Formulation Example 2 (Manufacture of tablets)
1) 30 g of the compound of Example 1
2) Lactose 50 g
3) Corn starch 15 g
4) Carboxymethylcellulose calcium 44 g
5) Magnesium stearate 1 g
1000 tablets total 140 g
The total amount of 1), 2), and 3) and 30 g of 4) are kneaded with water, vacuum dried, and sized. 14 g of 4) and 1 g of 5) are mixed with the sized powder, and tableted with a tableting machine. In this way, 1000 tablets containing 30 mg of the compound of Example 1 per tablet are obtained.

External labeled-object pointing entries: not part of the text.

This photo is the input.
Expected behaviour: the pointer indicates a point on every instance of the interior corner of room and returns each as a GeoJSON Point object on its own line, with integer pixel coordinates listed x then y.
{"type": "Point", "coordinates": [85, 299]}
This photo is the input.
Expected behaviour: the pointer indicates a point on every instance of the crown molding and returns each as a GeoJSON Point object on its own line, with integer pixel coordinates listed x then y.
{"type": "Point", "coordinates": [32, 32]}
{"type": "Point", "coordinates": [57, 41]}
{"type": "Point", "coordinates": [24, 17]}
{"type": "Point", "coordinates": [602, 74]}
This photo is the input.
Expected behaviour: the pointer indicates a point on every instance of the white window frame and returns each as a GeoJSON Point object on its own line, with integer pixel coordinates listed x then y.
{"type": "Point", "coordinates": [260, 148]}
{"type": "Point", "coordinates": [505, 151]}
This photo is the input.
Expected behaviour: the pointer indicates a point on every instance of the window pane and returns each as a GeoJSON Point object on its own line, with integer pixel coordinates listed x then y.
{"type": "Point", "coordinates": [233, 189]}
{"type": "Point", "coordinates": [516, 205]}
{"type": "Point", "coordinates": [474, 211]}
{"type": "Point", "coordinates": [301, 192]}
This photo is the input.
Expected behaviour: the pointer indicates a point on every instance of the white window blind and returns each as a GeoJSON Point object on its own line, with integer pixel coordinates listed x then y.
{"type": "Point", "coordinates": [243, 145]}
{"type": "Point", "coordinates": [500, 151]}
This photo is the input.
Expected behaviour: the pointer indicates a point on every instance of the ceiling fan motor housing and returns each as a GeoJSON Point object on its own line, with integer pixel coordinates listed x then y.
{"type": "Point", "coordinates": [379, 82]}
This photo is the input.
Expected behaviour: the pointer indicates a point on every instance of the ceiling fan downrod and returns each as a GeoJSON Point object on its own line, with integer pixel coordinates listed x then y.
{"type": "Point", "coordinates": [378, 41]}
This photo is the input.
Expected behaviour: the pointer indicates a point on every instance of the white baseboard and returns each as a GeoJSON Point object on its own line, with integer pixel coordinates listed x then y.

The compound of the present invention has Lp-PLA ₂ action and is useful for the prevention and treatment of coronary syndromes such as atherosclerosis, myocardial infarction, unstable angina, peripheral arterial occlusion, stroke, cerebral infarction, etc. is there.

Claims (11)

formula


[Wherein, R ¹ represents an optionally substituted 5- to 10-membered aromatic group,
R ² is a hydrogen atom, a halogen atom, a hydroxy group, an optionally substituted C _1-6 alkoxy group, or a formula —OCOR ⁴ , —NR ⁴ R ⁵ , —NR ⁵ SO ₂ R ⁴ , —NR ⁵ COR ⁴ or —NR ⁵ CONR ⁴ R ⁶ (wherein R ⁴ represents a hydrogen atom or an optionally substituted C _1-6 alkyl group, R ⁵ and R ⁶ independently represent a hydrogen atom or a C _1-6 alkyl group) R ⁴ and R ⁵ , R ⁴ and R ^6, and R ⁵ and R ⁶ may be bonded to each other to form an optionally substituted ring. Indicate
R ³ represents a hydrogen atom or a halogen atom,
X ¹ represents an optionally substituted C _1-2 alkylene group,
X ² represents an oxygen atom, a sulfur atom or an optionally substituted methylene,
Y represents an optionally substituted C _1-3 alkylene group. ]
Or a salt thereof. 2. The compound according to claim 1, wherein X ¹ is a C _1-2 alkylene group which may be substituted with 1 to 3 substituents selected from a halogen atom, a C _1-6 alkyl group, an oxo group and a hydroxy group. A prodrug of the compound of claim 1. A medicament comprising the compound according to claim 1 or a prodrug thereof. A lipoprotein-associated phospholipase A ₂ inhibitor, according to claim 4 medicament according. The medicament according to claim 4, which is an agent for preventing or treating arteriosclerosis. The medicament according to claim 4, which is a cardiovascular event onset inhibitor. A method for preventing or treating arteriosclerosis in a mammal, comprising administering an effective amount of the compound according to claim 1 or a prodrug thereof to the mammal. A method for inhibiting the onset of cardiovascular events in a mammal, comprising administering an effective amount of the compound according to claim 1 or a prodrug thereof to the mammal. Use of the compound according to claim 1 or a prodrug thereof for producing an agent for preventing or treating arteriosclerosis. Use of the compound according to claim 1 or a prodrug thereof for producing a cardiovascular event onset inhibitor.